This week has seen the return of warm, sunny weather to the UK – just in time for Sun Awareness Week. From May 14th-20th many will be looking to remind people of the dangers of sun exposure and advise on how to stay safe.
For those working outside there’s a lot more to consider than just getting sunburn, which itself is a serious issue. Extreme heat can also cause exhaustion, with those out in the sun at risk of developing heat stroke.
It takes just two hours for those engaged in moderate work to begin to feel the initial stages of heat stress, which if not treated rapidly can result in unconsciousness.
In the UK this isn’t specified, however Workplace (Health, Safety and Welfare) Regulations 1992 states that a reasonable temperature should be maintained, so employers must monitor heat levels in their working environment to ensure they are comfortable.
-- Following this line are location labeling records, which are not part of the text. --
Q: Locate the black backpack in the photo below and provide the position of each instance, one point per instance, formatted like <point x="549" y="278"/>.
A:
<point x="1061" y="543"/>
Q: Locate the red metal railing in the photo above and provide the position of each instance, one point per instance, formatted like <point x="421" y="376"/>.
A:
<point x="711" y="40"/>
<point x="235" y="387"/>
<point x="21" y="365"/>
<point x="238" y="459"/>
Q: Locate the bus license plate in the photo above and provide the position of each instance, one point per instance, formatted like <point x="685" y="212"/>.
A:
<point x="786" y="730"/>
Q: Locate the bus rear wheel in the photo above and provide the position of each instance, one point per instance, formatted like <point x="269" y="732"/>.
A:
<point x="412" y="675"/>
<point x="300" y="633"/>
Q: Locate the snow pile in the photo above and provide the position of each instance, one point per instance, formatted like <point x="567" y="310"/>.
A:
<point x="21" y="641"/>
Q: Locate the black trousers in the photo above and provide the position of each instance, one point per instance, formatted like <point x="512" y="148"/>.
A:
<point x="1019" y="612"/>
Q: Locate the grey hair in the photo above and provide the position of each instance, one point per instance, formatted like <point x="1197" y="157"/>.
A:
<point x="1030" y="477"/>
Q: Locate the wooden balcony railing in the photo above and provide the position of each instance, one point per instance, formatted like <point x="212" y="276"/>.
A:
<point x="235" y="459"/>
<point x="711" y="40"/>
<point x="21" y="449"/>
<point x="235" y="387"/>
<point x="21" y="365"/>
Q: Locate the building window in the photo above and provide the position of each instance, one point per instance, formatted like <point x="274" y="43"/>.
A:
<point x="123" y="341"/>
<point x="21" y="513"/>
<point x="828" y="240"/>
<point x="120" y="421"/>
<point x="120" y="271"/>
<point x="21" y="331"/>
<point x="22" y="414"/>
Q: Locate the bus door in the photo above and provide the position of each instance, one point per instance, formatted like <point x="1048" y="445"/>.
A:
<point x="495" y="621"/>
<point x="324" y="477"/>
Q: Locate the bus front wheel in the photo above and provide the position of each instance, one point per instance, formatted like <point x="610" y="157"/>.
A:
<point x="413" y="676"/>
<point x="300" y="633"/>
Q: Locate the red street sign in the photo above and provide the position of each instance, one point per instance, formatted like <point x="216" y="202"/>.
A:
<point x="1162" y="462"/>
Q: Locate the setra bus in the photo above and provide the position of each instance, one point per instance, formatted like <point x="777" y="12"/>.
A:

Some have called for the introduction of a maximum working temperature, suggesting 30°C for those outdoors, lowered to 27°C for physical work.
At the moment this decision is entirely at your employer’s discretion; however, a common-sense approach should be adopted in cases where a significant number of employees are complaining about the heat. Under those circumstances, The Health and Safety Executive advocates that a risk assessment is carried out and action taken accordingly, whether this means bringing in additional equipment to keep workers cool or asking them to down tools.
Working in hot conditions can not only have an adverse effect on productivity, but those suffering under the effects of fatigue caused by heat are also more likely to suffer an accident. Therefore, due to this and the reasons already mentioned, it’s extremely important that employers take the matter seriously by paying attention to their staff and acting in their best interests.